Réduit la toxicité intestinale résultant de l'immunothérapie du cancer

Le Tα1 peut protéger l'intestin des réponses immunitaires nocives induites par la thérapie par inhibiteurs de points de contrôle sans altérer son effet anti-tumoral. Renga et ses collègues (2020) ont utilisé un modèle murin de colite induite par le blocage de CTLA-4. Il est important de noter que le Tα1 a empêché l'inflammation intestinale sévère de type ' ' et les dommages tissulaires associés à ce traitement, tout en permettant au médicament anticancéreux d'agir contre les tumeurs. Des études mécanistiques ont montré que le Tα1 activait la voie tolérogène dépendante de l'IDO1 pour calmer l'immunité intestinale, mais n'augmentait pas les niveaux d'IDO1 dans les tumeurs. En outre, il a transformé le microenvironnement tumoral en modifiant l'entrée des lymphocytes T, en inversant l'équilibre CD8⁺/Treg et en modifiant la signalisation et la maturation des cellules dendritiques. En conséquence, les effets sur l'intestin ont été réduits et l'immunité anti-tumorale est restée intacte. Ces résultats suggèrent que le Tα1 pourrait être un médicament adjuvant précieux qui améliore la sécurité des inhibiteurs de points de contrôle sans bloquer leurs avantages thérapeutiques [27].

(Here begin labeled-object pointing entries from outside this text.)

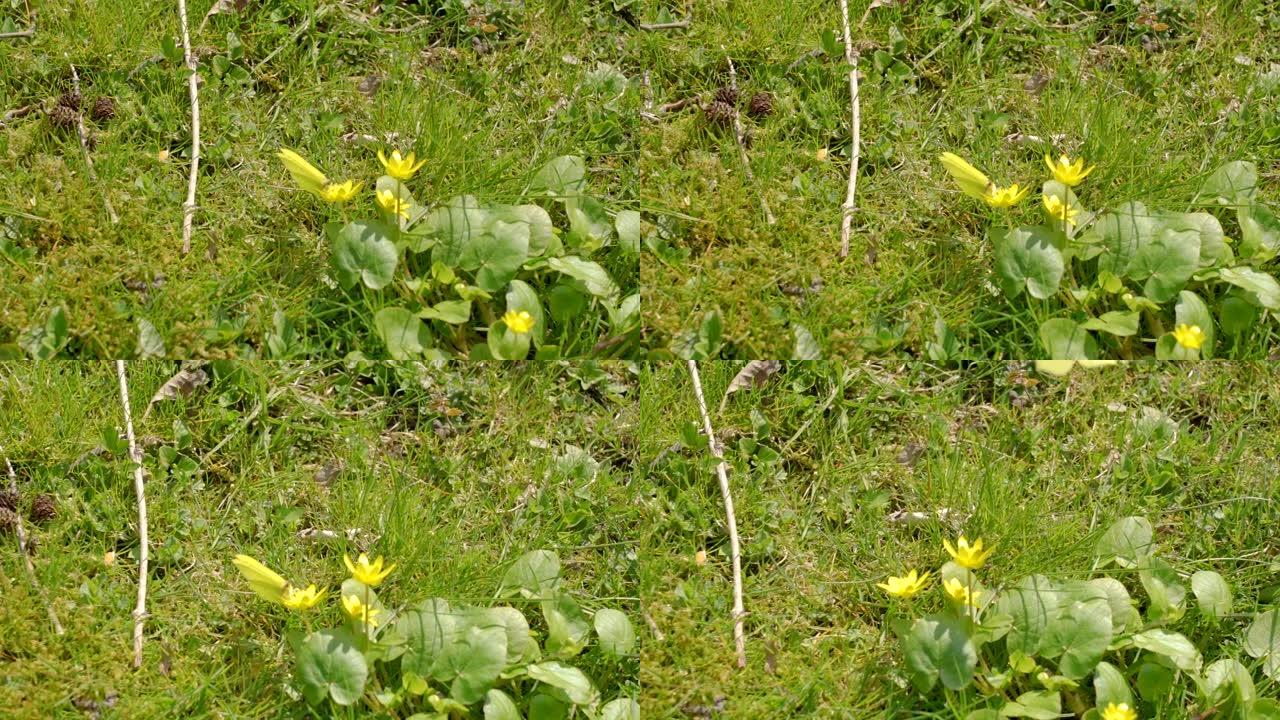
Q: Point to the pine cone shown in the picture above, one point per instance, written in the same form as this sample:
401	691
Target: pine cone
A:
8	520
44	509
104	108
720	113
760	105
71	100
62	117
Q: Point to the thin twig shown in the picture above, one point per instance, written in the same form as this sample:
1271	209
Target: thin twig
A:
88	162
735	554
22	547
848	209
676	24
188	208
741	142
140	611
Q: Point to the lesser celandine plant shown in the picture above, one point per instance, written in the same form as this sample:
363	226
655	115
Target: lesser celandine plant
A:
1125	281
472	278
1047	647
430	660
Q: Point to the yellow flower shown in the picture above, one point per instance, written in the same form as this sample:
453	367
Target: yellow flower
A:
393	204
297	598
1066	172
959	592
306	174
1055	206
359	610
1119	712
366	572
968	556
1189	336
400	168
905	586
339	191
1005	196
519	323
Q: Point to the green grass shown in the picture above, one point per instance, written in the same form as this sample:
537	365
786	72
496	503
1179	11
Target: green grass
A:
1038	468
449	472
1156	112
485	114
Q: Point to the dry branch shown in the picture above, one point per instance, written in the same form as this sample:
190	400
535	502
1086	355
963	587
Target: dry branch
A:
88	162
188	208
26	556
731	520
741	142
851	59
140	611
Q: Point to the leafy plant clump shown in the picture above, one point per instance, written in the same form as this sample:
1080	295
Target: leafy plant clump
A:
1045	646
480	279
1130	281
430	660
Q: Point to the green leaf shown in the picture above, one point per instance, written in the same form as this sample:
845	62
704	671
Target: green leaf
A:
1191	310
570	679
1040	705
1260	233
938	647
1235	314
497	254
1174	646
452	311
1261	287
1155	680
1212	593
567	629
150	343
1118	322
1262	638
499	706
1028	259
1125	542
1064	340
1031	602
615	630
362	251
402	332
592	276
1232	183
807	346
627	224
428	628
329	666
562	177
534	574
520	296
1121	235
1080	636
1110	686
621	709
1166	263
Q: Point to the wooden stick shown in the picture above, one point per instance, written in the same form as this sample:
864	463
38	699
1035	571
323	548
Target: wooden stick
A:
188	208
741	142
735	552
88	160
140	611
848	209
22	547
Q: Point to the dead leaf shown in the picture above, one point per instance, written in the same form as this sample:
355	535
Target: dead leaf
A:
753	374
183	383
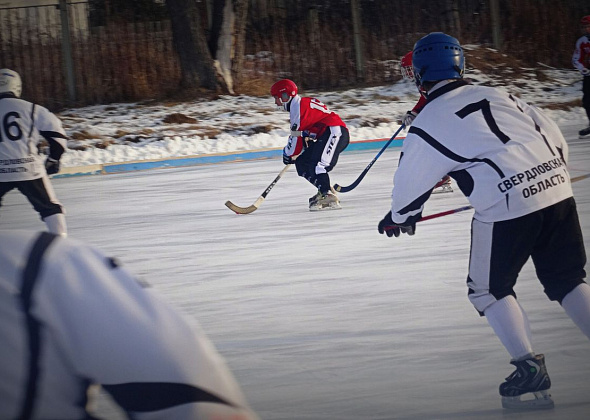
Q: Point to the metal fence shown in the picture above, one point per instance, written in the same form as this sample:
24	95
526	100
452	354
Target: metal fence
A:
312	41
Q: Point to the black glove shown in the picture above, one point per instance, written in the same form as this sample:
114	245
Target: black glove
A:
390	228
307	136
51	166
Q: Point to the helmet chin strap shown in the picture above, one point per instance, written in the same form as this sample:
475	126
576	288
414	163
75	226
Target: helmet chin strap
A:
287	105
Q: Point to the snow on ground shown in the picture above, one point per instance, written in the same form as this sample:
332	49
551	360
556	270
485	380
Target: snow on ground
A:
318	316
241	123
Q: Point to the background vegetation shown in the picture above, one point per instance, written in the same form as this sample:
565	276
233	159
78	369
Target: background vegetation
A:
137	50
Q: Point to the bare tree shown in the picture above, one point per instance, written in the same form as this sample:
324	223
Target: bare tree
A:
196	63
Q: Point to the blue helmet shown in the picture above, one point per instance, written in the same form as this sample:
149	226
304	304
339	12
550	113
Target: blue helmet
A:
437	56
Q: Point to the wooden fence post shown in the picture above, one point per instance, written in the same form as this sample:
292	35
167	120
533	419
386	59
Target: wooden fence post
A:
358	41
66	43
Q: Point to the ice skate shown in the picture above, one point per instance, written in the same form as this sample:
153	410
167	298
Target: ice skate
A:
327	201
529	379
443	186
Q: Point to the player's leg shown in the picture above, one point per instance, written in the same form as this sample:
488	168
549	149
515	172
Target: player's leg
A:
559	259
332	142
498	253
40	194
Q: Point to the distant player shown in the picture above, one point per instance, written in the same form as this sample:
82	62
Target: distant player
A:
318	136
581	61
444	185
510	161
23	126
73	320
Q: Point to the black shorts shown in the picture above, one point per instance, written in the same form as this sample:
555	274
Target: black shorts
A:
321	156
38	191
552	237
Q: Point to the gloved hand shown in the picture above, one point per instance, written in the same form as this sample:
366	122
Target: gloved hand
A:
390	228
51	166
409	118
307	136
287	160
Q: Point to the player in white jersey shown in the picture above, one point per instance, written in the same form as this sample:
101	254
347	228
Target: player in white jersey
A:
23	125
510	161
72	320
581	61
407	70
318	136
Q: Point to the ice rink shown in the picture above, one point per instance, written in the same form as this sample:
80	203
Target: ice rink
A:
319	316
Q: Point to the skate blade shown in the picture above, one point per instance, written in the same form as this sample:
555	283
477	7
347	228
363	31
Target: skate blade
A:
332	206
541	401
441	190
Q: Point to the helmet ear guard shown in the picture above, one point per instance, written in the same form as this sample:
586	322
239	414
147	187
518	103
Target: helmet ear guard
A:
10	82
284	89
406	67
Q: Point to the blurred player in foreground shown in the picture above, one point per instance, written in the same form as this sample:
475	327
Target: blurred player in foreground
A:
71	319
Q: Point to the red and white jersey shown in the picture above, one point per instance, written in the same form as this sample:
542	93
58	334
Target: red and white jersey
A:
420	104
581	57
22	126
308	114
70	317
507	157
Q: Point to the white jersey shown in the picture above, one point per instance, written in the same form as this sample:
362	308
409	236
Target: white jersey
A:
507	157
70	317
22	126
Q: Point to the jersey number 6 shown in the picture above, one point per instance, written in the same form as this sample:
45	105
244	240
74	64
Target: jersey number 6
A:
11	129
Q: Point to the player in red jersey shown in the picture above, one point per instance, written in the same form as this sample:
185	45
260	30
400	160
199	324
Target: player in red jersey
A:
317	138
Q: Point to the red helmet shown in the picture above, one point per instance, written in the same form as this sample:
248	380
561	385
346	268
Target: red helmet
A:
406	67
283	90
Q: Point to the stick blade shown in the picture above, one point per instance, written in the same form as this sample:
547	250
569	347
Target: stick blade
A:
240	210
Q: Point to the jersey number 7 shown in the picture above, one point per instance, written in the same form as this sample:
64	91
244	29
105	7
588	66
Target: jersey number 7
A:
484	107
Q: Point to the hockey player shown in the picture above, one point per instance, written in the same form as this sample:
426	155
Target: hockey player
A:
24	126
444	185
510	160
581	61
72	320
318	136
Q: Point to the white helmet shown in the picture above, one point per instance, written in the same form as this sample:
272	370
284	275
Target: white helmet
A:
10	82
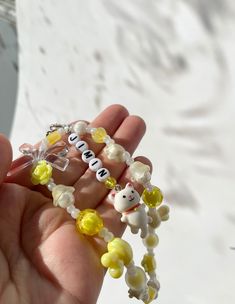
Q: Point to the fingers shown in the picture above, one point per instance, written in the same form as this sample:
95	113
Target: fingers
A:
90	192
110	216
5	157
110	119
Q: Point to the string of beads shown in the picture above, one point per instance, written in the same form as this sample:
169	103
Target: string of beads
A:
126	201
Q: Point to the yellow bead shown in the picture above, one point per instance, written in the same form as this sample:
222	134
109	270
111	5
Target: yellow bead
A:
89	222
148	262
151	241
119	254
153	198
42	173
110	182
99	135
53	137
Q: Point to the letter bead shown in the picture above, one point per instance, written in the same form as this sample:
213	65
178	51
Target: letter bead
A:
102	174
81	146
73	139
88	155
95	164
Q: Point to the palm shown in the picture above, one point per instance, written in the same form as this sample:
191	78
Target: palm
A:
42	257
39	250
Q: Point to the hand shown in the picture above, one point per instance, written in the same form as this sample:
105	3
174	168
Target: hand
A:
42	257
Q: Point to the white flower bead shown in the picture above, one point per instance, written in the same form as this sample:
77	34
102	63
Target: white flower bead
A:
95	164
80	127
73	139
128	159
140	172
115	152
102	174
81	146
88	155
70	209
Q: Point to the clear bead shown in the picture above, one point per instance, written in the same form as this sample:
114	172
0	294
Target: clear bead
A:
75	213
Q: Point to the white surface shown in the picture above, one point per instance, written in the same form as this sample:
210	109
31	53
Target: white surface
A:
172	62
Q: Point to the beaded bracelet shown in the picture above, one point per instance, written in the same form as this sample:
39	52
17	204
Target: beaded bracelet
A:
52	153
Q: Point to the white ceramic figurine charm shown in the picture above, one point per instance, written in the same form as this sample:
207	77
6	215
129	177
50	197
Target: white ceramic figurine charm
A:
127	202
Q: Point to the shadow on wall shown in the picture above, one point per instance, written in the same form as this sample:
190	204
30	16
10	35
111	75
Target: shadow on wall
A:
8	76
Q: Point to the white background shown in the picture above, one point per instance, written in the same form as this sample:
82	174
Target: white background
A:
171	62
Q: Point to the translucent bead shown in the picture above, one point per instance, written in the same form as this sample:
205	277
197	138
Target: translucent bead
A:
110	182
42	173
53	137
129	160
80	127
99	135
151	241
73	139
81	146
153	198
75	213
149	263
89	222
136	281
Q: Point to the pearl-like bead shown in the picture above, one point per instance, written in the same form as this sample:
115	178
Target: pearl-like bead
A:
99	135
81	146
102	174
88	155
140	172
80	127
115	152
75	212
95	164
73	139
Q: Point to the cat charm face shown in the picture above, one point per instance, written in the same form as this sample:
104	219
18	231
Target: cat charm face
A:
126	199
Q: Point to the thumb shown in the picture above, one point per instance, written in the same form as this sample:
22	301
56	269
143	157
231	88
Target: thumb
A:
5	157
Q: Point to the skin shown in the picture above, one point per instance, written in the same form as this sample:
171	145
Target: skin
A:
43	259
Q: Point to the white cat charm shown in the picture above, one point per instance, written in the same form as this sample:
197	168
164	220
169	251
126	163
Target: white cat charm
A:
127	202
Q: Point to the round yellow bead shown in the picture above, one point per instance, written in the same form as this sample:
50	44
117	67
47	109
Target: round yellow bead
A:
136	281
110	182
89	222
149	263
153	198
99	135
152	292
42	173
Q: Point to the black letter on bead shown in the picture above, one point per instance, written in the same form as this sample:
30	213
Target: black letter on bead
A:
95	162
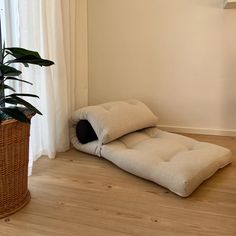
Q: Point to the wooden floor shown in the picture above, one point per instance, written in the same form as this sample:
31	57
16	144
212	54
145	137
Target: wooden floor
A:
81	195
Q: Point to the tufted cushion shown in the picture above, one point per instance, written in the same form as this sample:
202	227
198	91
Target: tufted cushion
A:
115	119
176	162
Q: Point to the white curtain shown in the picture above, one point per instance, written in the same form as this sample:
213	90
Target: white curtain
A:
57	29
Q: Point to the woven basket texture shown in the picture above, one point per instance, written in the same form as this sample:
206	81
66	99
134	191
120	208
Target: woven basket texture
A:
14	156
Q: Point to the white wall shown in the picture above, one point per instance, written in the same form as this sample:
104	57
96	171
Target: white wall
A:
177	56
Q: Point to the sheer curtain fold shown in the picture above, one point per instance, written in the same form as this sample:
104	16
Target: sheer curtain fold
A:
58	30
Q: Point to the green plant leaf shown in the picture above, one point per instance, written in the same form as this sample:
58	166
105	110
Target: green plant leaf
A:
17	100
20	80
15	114
30	59
23	95
5	86
9	71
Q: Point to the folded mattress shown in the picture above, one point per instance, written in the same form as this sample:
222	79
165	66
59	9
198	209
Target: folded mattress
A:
127	135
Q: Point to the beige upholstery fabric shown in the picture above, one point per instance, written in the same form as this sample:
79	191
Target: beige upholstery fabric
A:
176	162
112	120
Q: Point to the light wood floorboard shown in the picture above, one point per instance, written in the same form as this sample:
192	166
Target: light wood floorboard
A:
81	195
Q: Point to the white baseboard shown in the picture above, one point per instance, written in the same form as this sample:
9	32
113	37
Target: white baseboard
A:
193	130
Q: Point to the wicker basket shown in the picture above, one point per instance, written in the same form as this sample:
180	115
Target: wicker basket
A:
14	152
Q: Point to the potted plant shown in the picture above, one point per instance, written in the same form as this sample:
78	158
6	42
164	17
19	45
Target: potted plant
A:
15	115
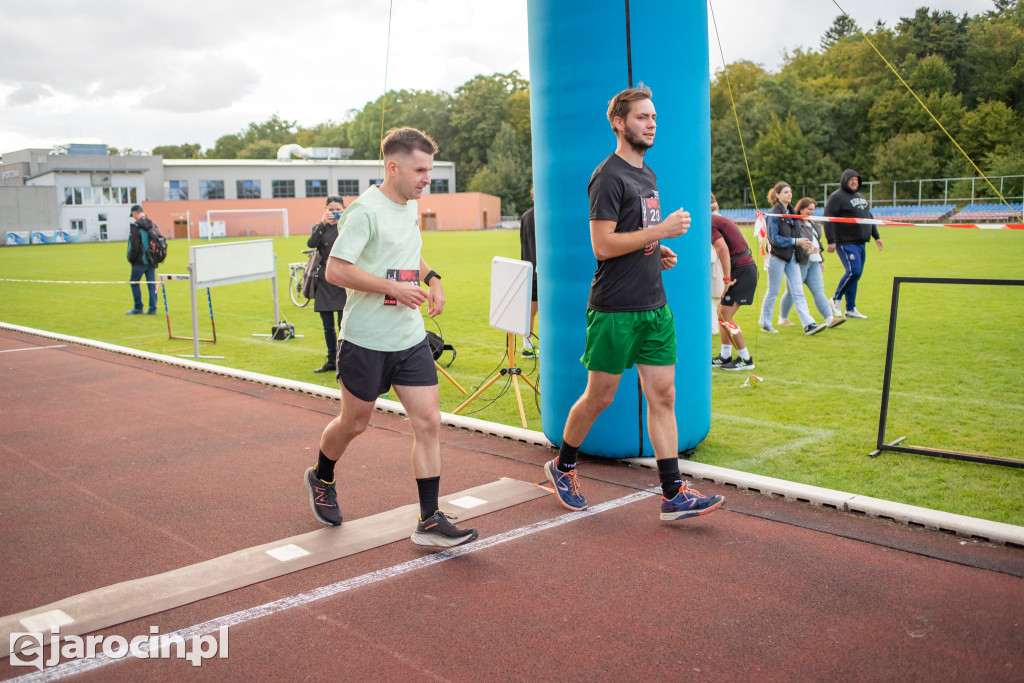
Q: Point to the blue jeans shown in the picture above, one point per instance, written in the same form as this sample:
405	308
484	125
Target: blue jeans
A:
852	256
812	278
790	270
137	270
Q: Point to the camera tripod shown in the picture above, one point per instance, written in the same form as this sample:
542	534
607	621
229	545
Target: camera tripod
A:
512	370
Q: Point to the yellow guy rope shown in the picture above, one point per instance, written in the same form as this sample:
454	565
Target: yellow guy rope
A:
937	122
742	147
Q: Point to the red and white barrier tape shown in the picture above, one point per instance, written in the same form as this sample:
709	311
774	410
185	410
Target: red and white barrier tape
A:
94	282
877	221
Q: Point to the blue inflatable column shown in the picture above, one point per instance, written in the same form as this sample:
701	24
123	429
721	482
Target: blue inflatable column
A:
582	53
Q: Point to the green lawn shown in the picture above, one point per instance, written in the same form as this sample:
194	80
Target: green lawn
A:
957	383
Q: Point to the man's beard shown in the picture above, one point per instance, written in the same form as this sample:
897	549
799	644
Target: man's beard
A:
639	144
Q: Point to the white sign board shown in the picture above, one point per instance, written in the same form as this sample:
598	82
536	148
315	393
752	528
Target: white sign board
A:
511	291
231	262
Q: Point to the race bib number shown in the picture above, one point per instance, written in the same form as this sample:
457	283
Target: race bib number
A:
399	275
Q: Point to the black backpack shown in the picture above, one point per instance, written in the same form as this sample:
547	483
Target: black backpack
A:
157	251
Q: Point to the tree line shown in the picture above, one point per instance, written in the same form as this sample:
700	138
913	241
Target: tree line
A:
827	109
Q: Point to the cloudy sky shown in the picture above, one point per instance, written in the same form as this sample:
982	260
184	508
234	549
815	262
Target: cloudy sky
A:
140	74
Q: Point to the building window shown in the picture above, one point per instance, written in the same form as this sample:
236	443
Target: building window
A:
176	190
211	189
348	187
282	188
248	189
315	187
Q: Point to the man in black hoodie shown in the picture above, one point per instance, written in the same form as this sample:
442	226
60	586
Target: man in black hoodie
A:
848	240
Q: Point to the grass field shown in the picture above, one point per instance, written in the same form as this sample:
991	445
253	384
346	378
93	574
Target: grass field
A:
957	382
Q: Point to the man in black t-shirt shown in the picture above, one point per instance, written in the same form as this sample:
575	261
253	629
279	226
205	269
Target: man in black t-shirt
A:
628	318
740	279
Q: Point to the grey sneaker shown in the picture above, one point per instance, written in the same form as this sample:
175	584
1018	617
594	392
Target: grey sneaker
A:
323	499
438	531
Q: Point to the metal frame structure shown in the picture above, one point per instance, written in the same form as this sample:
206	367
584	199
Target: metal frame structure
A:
883	414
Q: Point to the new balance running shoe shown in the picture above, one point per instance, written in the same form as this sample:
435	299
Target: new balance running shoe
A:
688	503
566	486
438	531
323	499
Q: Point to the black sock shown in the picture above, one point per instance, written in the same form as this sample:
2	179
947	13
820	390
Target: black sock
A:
668	472
428	496
566	457
325	468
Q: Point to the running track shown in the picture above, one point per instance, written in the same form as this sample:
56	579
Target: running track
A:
118	468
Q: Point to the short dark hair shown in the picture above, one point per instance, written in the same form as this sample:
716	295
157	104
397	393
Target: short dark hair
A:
622	103
404	140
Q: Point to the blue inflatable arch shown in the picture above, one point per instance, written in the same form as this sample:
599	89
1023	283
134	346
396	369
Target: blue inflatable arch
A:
581	54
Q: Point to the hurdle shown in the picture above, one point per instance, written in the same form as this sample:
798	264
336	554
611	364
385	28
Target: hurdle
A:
167	310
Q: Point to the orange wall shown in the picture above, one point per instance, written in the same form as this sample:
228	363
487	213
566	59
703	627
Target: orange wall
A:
460	211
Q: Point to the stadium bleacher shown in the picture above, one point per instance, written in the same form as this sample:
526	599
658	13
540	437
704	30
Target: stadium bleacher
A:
912	213
997	213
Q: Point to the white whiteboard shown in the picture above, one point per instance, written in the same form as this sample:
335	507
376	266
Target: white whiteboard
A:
231	262
511	291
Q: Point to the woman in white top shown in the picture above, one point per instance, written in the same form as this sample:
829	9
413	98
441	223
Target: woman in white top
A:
812	272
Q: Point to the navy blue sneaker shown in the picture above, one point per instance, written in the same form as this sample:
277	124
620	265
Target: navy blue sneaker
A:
566	486
323	499
688	503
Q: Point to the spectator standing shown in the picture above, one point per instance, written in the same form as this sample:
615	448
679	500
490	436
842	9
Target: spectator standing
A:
329	299
527	252
848	240
138	244
788	250
739	276
812	272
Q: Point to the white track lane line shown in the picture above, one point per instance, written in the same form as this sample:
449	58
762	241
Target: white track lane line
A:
76	667
31	348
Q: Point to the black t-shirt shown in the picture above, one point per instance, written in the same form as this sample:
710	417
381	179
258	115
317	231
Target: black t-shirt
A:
628	196
726	229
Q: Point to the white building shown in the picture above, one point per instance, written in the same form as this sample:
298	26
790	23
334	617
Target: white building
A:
92	190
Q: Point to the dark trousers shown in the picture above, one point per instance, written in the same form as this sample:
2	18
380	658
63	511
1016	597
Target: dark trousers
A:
331	333
137	270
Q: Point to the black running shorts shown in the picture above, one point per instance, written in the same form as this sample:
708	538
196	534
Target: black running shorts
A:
741	291
367	374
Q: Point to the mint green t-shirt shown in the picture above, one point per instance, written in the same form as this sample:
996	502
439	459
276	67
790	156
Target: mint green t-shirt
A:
383	239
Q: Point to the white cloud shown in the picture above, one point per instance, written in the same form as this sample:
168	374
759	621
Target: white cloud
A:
141	74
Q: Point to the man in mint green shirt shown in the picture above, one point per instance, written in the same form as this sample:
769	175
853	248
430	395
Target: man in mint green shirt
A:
377	259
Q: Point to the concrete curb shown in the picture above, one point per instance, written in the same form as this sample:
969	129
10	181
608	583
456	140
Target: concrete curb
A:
998	532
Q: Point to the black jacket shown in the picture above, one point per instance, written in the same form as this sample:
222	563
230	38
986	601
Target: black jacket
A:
329	297
847	203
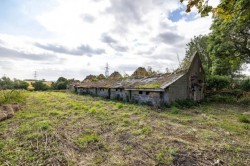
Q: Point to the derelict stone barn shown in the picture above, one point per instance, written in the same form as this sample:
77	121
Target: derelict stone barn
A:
155	90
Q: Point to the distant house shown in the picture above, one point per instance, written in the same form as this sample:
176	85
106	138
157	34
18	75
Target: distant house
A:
155	90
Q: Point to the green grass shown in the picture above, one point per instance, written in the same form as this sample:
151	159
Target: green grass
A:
12	96
149	86
65	129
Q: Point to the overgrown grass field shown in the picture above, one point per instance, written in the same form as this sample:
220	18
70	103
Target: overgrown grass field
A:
66	129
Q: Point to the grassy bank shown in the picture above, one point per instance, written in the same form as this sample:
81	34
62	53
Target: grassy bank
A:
66	129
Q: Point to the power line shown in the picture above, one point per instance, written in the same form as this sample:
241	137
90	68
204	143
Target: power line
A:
107	70
35	75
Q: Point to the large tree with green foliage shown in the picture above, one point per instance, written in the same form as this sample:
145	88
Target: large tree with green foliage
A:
60	84
40	86
228	45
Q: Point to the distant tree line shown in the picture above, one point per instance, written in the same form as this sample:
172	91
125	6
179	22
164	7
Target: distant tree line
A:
7	83
39	85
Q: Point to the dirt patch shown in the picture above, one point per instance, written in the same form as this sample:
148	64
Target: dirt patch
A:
8	110
190	158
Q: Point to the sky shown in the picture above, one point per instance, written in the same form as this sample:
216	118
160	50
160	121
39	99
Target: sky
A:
75	38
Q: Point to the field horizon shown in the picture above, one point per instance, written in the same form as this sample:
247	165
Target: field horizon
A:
56	128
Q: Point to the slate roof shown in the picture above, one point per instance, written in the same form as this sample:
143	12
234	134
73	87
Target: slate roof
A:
157	82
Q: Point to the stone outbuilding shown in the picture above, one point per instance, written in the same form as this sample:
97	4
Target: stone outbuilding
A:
187	83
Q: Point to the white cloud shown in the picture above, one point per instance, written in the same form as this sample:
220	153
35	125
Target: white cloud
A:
127	30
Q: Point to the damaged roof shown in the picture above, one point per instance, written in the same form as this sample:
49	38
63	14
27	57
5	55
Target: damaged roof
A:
140	82
157	82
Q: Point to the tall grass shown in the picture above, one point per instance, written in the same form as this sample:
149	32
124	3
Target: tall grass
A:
12	96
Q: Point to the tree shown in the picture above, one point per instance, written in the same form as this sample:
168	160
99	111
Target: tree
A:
6	83
40	86
229	41
60	84
18	84
201	5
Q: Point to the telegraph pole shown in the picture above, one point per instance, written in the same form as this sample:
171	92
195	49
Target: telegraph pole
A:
35	75
107	70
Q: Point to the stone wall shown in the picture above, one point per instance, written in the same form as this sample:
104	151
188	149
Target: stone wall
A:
103	92
91	91
178	90
118	94
151	98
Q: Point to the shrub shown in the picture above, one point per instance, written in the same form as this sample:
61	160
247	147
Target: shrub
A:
175	110
244	119
244	100
187	103
217	82
40	86
246	85
119	105
12	96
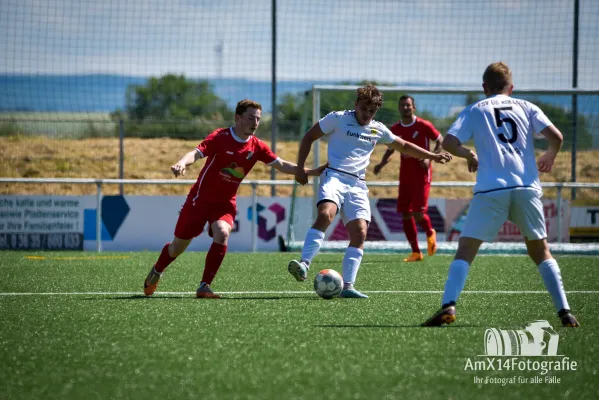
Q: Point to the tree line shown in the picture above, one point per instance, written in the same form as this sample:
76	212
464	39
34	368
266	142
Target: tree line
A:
175	106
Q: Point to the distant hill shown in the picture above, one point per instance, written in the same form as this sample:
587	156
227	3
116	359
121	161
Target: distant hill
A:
106	93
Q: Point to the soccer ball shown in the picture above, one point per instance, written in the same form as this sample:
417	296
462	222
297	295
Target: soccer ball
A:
328	283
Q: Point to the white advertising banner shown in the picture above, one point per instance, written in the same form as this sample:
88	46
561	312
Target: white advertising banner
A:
134	223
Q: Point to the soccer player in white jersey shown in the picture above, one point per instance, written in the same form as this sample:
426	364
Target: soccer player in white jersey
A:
352	137
507	185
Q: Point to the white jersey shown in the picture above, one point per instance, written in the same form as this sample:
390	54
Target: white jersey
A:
502	128
351	144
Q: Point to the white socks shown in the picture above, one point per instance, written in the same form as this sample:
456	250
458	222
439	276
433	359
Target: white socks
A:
552	277
351	265
312	244
456	279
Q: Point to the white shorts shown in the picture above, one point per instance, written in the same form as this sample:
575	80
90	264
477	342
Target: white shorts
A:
488	212
349	193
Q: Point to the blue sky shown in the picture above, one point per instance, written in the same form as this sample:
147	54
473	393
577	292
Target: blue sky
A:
440	41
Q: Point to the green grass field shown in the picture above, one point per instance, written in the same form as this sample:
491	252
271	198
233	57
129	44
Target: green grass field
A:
76	326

Restaure les défenses immunitaires et renforce la thérapie antifongique

Tα1 peut renforcer les effets des médicaments antifongiques et reconstruire la réponse immunitaire naturelle de l'organisme à l'immunosuppression induite par les opioïdes. Di Francesco et ses collaborateurs (1994) ont mené des études sur des souris infectées par 10⁶ de Candida albicans, dont certaines présentaient une immunosuppression induite par la morphine. Tous les animaux ont reçu du fluconazole (dose non indiquée dans le résumé) ou du Tα1 seul, ou une combinaison des deux médicaments. Il est important de noter que l'association de Tα1 et de fluconazole a significativement prolongé la survie et réduit la charge fongique dans les reins par rapport à l'un ou l'autre médicament seul. Des études mécanistes ont montré que la morphine altère la capacité de destruction des neutrophiles (PMN) et l'activité des cellules tueuses naturelles (NK). Le Tα1 ou le fluconazole utilisés seuls ont contribué à restaurer ces fonctions immunitaires, et la combinaison des deux substances les a encore améliorées, probablement en modifiant la signalisation des lymphokines. Il est intéressant de noter que le fluconazole a bien fonctionné chez les souris saines, mais qu'il a perdu la plupart de ses effets chez les animaux déficients en morphine ; l'ajout de Tα1 a rétabli son effet antitumoral. Dans l'ensemble, ces résultats suggèrent que le Tα1 peut entrer en synergie avec des médicaments antifongiques pour combattre la candidose systémique en rétablissant les réponses immunitaires innées chez les hôtes affaiblis [28].

Dose de thymosine-α1 (Tα1)

Les études rapportées montrent que le Tα1 est le plus souvent administré à une dose fixe de 1,6 mg par voie sous-cutanée (SC), généralement deux fois par semaine. Dans certaines conditions, comme la thrombocytopénie immunitaire (ITP), il a été utilisé trois fois par semaine, tandis que de courtes doses quotidiennes (généralement 4-7 jours) sont administrées pendant les soins intensifs ou les cycles de chimiothérapie. Il est important de noter qu'un essai contrôlé randomisé portant sur la pancréatite aiguë sévère a utilisé une dose quotidienne totale plus élevée de 3,2 mg administrée par voie sous-cutanée deux fois par jour pendant sept jours. En outre, des schémas thérapeutiques basés sur la taille sont apparus dans le cadre du traitement de soutien du VIH, où les injections sous-cutanées hebdomadaires ont été augmentées de 400 à 1600 µg/m².
La durée du traitement est très variable, de 1 à 2 semaines pour le traitement d'affections aiguës ou critiques à 8 à 12 semaines dans les études pilotes de reconstitution ou de dépression immunitaire, et les programmes par cycle sont courants en association avec la chimiothérapie.